Vivre et faire vivre

Peut-on imaginer vivre en faisant table rase du passé ? De notre histoire individuelle et collective ? Se souvenir, c’est vivre et faire vivre. Pendant la messe, l’Eglise, dont nous sommes, fait mémoire du Christ, ici et maintenant, pour notre salut.

Année après année, nous nous souvenons d’anniversaires, qu’ils soient de parents, d’amis, de célébrités disparues ou d’événements passés.

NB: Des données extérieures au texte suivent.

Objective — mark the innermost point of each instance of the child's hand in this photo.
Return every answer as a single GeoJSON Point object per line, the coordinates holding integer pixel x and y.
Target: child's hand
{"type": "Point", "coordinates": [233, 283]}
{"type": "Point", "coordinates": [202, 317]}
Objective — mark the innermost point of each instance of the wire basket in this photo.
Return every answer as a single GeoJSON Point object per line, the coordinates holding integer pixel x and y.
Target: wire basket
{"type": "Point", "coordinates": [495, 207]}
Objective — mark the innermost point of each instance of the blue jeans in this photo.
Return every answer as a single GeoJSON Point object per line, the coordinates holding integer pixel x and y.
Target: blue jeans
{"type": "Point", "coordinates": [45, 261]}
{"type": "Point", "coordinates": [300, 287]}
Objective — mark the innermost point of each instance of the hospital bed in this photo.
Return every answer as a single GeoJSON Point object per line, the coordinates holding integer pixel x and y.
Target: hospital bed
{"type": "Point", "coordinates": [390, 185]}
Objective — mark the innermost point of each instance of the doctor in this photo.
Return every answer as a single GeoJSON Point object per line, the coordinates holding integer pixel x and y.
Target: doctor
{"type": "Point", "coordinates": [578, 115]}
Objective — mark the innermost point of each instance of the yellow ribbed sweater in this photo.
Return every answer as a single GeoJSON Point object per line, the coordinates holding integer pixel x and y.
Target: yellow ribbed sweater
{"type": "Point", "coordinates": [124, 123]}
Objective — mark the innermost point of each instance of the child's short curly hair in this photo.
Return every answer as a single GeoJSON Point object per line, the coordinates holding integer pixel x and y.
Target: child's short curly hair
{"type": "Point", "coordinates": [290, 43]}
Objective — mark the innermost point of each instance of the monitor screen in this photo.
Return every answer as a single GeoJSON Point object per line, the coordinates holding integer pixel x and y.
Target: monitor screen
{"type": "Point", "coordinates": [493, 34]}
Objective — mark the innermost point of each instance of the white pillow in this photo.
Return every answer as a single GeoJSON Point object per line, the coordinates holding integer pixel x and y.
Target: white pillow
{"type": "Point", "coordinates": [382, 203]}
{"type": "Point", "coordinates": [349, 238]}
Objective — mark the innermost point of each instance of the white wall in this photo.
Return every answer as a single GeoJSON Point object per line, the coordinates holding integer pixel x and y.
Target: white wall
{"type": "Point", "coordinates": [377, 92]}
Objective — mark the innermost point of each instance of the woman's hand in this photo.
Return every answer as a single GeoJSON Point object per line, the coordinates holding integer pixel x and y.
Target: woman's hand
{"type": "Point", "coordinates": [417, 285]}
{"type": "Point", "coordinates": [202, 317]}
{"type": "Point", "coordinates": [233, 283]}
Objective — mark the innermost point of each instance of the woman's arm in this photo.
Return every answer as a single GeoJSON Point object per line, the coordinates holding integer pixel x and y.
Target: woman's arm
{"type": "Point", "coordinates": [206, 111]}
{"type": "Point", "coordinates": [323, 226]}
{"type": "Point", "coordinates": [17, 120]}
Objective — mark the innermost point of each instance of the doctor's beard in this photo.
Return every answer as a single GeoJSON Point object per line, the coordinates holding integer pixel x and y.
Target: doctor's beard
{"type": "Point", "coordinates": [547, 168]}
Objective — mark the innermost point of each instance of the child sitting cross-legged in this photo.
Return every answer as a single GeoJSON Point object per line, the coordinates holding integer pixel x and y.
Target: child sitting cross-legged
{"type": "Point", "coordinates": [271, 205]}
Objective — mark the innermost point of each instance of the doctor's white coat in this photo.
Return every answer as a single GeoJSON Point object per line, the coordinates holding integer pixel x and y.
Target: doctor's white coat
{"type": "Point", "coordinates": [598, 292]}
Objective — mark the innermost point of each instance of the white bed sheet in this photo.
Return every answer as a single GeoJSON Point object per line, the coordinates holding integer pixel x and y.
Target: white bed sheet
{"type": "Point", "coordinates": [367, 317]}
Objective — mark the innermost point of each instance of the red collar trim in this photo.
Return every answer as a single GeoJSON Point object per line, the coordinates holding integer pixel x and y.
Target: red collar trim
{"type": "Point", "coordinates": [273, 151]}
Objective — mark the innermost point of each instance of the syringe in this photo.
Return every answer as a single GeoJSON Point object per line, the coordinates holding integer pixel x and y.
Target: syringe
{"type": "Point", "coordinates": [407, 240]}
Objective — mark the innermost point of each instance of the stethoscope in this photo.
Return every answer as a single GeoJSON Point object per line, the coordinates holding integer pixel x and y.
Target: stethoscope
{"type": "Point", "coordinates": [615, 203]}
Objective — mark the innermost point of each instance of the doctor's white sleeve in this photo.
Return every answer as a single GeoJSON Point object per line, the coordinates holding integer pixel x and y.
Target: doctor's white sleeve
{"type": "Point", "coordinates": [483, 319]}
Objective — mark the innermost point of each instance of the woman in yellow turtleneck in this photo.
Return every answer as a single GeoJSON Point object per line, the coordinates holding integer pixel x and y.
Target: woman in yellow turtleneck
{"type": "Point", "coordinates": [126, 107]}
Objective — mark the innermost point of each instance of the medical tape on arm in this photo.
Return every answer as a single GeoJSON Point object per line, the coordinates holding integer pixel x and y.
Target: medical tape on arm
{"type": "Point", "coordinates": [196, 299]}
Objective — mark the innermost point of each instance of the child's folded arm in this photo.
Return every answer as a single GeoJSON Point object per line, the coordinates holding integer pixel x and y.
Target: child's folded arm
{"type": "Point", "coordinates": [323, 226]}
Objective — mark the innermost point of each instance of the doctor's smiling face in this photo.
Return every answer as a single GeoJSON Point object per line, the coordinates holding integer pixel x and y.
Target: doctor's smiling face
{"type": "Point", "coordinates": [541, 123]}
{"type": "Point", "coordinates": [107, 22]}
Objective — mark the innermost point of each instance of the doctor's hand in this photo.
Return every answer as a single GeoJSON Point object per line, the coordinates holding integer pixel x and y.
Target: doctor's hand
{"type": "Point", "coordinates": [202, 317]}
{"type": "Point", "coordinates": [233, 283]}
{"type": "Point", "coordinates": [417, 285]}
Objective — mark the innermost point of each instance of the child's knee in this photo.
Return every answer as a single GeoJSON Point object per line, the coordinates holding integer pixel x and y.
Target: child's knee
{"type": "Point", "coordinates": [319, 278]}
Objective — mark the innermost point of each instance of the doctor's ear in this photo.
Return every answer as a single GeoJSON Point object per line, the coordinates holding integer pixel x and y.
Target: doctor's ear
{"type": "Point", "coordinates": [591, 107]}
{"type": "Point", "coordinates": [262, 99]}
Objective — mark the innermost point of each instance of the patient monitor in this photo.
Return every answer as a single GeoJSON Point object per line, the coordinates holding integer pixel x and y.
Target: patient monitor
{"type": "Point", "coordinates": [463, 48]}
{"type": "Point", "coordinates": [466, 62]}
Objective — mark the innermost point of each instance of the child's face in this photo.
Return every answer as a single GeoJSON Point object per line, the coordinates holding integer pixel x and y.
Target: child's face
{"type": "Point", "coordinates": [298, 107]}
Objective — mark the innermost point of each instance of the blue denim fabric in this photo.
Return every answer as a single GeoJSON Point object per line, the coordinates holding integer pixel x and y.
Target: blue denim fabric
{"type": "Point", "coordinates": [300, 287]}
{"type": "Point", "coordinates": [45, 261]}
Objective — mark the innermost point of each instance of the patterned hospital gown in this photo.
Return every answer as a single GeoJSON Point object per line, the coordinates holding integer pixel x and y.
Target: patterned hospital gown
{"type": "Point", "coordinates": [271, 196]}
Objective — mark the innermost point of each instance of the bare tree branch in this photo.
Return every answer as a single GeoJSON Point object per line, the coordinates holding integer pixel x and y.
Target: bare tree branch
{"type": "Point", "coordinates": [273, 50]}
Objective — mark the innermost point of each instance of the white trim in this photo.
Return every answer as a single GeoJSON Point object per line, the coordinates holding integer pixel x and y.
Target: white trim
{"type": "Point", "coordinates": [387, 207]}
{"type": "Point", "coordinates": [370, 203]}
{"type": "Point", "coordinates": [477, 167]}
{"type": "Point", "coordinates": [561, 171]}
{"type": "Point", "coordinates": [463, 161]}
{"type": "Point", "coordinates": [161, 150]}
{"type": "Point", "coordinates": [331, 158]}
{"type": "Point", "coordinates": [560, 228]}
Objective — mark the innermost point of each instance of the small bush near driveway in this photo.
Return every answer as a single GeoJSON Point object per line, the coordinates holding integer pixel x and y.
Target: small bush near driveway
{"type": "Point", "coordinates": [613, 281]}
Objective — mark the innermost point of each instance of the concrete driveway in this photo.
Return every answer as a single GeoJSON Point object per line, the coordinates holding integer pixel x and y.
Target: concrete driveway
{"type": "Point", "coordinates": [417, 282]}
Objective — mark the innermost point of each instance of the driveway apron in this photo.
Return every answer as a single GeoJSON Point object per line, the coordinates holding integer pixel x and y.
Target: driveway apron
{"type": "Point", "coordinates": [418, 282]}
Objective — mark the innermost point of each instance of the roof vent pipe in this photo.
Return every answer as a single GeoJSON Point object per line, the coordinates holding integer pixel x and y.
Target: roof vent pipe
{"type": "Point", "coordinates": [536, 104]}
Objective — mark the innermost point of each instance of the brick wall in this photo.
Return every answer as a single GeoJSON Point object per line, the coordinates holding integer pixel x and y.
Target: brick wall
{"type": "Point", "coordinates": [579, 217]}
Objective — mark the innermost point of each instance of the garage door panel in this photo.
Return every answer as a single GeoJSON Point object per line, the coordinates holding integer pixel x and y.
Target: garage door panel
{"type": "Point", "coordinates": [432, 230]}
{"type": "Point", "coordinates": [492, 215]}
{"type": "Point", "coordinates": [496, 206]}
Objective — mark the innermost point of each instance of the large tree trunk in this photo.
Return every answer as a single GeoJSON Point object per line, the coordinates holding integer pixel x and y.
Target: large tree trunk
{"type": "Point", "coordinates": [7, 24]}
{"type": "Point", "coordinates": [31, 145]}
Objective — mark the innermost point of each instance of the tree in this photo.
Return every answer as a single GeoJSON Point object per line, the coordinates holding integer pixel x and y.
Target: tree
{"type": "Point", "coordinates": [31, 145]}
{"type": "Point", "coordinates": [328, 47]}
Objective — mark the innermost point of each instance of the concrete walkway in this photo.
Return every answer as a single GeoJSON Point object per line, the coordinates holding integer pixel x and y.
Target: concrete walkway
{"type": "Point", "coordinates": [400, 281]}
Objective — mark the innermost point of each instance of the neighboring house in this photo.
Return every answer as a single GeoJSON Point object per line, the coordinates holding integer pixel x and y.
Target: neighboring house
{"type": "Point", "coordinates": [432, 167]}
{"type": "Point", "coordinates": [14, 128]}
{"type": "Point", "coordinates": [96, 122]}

En 2020, l’Eglise a rappelé le centenaire de la canonisation de Jeanne d’Arc, et nous nous préparons à vivre celui de la canonisation de sainte Thérèse de Lisieux en 2025. 2025, ce sera aussi l’occasion de fêter les 800 ans de la cathédrale de Beauvais, mais avant cela, en 2022, le bicentenaire du rétablissement du diocèse de Beauvais.

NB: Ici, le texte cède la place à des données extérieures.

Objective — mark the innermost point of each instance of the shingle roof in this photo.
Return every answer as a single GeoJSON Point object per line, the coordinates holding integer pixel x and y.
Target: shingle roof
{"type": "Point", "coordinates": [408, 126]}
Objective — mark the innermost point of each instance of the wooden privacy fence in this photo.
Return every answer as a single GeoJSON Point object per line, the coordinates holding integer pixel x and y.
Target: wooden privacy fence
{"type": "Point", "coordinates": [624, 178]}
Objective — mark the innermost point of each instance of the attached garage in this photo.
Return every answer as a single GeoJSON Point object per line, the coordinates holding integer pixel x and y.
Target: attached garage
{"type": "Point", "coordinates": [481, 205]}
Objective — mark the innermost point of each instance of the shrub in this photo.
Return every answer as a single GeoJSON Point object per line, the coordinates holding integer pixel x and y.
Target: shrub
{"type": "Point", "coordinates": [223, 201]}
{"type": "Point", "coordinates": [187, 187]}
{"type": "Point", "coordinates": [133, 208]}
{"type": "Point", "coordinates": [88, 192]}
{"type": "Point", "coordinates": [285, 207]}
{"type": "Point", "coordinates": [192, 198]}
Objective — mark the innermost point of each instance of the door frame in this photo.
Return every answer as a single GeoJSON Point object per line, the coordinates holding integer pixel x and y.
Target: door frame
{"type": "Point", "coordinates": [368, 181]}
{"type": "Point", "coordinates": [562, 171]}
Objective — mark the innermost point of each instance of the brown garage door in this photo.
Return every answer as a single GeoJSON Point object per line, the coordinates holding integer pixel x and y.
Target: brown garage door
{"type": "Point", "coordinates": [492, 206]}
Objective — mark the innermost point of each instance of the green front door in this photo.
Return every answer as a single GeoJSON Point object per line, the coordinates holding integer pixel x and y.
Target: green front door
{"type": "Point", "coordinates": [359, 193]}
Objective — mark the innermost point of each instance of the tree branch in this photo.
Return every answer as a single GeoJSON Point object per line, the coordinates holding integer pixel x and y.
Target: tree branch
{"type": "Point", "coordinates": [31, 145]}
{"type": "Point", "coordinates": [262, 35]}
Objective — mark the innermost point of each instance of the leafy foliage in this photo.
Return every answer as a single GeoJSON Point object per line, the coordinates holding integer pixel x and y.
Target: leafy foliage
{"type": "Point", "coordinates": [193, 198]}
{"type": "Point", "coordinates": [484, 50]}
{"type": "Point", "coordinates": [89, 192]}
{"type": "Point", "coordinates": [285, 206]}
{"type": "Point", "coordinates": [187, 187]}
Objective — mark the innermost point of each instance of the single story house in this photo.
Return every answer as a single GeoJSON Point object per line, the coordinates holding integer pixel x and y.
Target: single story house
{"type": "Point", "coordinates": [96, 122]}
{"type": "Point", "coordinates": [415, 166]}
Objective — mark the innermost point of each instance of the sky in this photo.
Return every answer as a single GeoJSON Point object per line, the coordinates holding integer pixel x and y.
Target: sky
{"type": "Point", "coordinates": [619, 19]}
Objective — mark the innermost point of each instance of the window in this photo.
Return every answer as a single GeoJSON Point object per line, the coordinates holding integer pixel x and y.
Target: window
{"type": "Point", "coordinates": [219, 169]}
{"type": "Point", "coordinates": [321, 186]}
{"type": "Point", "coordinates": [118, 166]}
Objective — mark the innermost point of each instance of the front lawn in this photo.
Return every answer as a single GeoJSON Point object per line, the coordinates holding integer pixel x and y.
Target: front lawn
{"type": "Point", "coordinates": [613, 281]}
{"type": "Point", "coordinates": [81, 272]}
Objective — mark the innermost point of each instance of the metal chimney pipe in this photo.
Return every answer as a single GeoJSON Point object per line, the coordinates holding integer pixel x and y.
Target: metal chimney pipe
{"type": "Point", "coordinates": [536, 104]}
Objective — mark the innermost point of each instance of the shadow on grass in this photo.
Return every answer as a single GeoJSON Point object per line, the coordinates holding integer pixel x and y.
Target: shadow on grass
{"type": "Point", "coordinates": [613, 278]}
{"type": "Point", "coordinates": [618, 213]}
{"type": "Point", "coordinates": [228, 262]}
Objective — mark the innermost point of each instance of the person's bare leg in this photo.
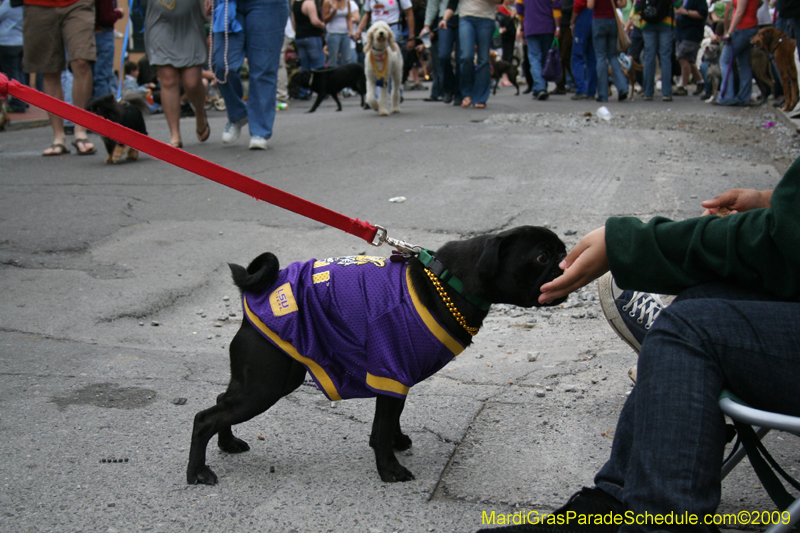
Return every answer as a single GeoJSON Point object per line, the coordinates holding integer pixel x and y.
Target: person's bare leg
{"type": "Point", "coordinates": [51, 84]}
{"type": "Point", "coordinates": [192, 78]}
{"type": "Point", "coordinates": [171, 101]}
{"type": "Point", "coordinates": [81, 92]}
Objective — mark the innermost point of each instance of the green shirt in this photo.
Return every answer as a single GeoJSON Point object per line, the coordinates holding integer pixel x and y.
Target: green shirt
{"type": "Point", "coordinates": [757, 249]}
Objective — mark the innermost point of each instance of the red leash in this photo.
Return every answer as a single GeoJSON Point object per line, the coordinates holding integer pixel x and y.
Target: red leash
{"type": "Point", "coordinates": [190, 162]}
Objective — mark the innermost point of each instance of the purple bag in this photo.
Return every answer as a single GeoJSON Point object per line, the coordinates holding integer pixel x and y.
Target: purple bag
{"type": "Point", "coordinates": [552, 65]}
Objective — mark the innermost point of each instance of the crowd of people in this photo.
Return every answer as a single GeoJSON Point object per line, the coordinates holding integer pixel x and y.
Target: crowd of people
{"type": "Point", "coordinates": [193, 43]}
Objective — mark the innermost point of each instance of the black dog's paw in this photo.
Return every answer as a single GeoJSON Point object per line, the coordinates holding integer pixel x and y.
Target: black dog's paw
{"type": "Point", "coordinates": [204, 476]}
{"type": "Point", "coordinates": [233, 445]}
{"type": "Point", "coordinates": [394, 473]}
{"type": "Point", "coordinates": [401, 442]}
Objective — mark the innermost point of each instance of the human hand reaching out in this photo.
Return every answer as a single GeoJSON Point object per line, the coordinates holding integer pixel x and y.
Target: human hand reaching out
{"type": "Point", "coordinates": [737, 201]}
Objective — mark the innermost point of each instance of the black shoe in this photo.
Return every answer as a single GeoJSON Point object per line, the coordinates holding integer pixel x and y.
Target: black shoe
{"type": "Point", "coordinates": [186, 110]}
{"type": "Point", "coordinates": [594, 502]}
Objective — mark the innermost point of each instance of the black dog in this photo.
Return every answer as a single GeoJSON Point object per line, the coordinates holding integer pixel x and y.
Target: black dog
{"type": "Point", "coordinates": [129, 112]}
{"type": "Point", "coordinates": [500, 67]}
{"type": "Point", "coordinates": [373, 342]}
{"type": "Point", "coordinates": [330, 81]}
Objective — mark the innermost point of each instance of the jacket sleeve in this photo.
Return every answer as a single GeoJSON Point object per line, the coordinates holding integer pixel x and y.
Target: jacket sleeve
{"type": "Point", "coordinates": [758, 249]}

Chaque année, le 2 novembre, l’Eglise propose la commémoration des fidèles défunts. Pour beaucoup, cela signifie se rendre au cimetière pour honorer un proche, fleurir une tombe. Nous nous souvenons alors des bons, mais aussi des mauvais moments que nous partagés.

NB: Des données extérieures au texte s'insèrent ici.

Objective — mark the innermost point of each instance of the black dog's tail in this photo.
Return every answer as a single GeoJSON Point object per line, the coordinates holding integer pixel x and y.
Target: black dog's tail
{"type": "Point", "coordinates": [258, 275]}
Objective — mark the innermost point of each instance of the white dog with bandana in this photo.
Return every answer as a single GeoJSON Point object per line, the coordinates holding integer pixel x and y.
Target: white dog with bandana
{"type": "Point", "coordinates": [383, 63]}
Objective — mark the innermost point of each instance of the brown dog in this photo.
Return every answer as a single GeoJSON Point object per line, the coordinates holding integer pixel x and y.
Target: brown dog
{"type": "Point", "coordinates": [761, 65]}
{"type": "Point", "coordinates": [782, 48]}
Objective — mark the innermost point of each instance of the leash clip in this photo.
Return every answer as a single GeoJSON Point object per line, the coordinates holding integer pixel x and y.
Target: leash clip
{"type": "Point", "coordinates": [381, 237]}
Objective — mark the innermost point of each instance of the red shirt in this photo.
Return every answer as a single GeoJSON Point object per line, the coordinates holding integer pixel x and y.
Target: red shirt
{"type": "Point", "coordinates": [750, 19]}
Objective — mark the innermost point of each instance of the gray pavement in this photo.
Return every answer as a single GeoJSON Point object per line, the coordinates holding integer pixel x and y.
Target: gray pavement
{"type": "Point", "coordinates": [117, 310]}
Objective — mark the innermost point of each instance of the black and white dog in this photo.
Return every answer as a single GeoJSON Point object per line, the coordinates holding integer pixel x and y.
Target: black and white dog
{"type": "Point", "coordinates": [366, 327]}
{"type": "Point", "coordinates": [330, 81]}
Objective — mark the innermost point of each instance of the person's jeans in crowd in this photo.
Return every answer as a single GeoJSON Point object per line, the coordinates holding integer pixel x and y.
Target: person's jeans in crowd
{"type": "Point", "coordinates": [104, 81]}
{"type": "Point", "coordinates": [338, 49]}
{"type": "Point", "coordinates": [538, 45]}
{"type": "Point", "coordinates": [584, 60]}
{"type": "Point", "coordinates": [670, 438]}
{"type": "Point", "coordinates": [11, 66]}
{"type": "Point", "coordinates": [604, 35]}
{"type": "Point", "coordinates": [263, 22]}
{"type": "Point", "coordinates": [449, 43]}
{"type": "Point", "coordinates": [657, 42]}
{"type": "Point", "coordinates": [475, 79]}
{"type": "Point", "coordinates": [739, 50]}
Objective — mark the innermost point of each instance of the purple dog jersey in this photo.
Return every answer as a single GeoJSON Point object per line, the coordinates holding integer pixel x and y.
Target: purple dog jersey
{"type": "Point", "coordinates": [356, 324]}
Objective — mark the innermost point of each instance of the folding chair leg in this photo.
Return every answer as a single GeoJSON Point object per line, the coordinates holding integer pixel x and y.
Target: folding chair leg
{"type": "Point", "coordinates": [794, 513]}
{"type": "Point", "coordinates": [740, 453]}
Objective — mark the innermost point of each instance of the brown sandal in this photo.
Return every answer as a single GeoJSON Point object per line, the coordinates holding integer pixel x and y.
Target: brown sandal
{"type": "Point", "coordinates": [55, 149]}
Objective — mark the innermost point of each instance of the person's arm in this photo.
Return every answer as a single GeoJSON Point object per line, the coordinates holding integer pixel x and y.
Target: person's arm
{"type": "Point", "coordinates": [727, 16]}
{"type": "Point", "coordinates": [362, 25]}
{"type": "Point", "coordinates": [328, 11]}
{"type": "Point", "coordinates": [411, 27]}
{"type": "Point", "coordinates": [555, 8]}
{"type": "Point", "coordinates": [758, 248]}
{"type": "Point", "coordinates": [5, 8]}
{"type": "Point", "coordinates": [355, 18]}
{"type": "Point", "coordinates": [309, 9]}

Commémorer, c’est se souvenir

Dans un tweet du 25 mai dernier, l’historien Eric Anceau écrivait : « Les seules commémorations recevables sont celles qui prennent en compte toutes les facettes de l’événement commémoré. » De nos jours, une conception militante, pour ne pas dire idéologique, de l’histoire se diffuse. Nous savons bien que la réalité est plus complexe, qu’il existe plusieurs lectures possibles des événements. « L’histoire permet toujours de mettre les faits en perspective et d’éviter de dire ou d’écrire n’importe quoi ! » nous confie l’historien, le 3 août dernier… toujours dans un tweet.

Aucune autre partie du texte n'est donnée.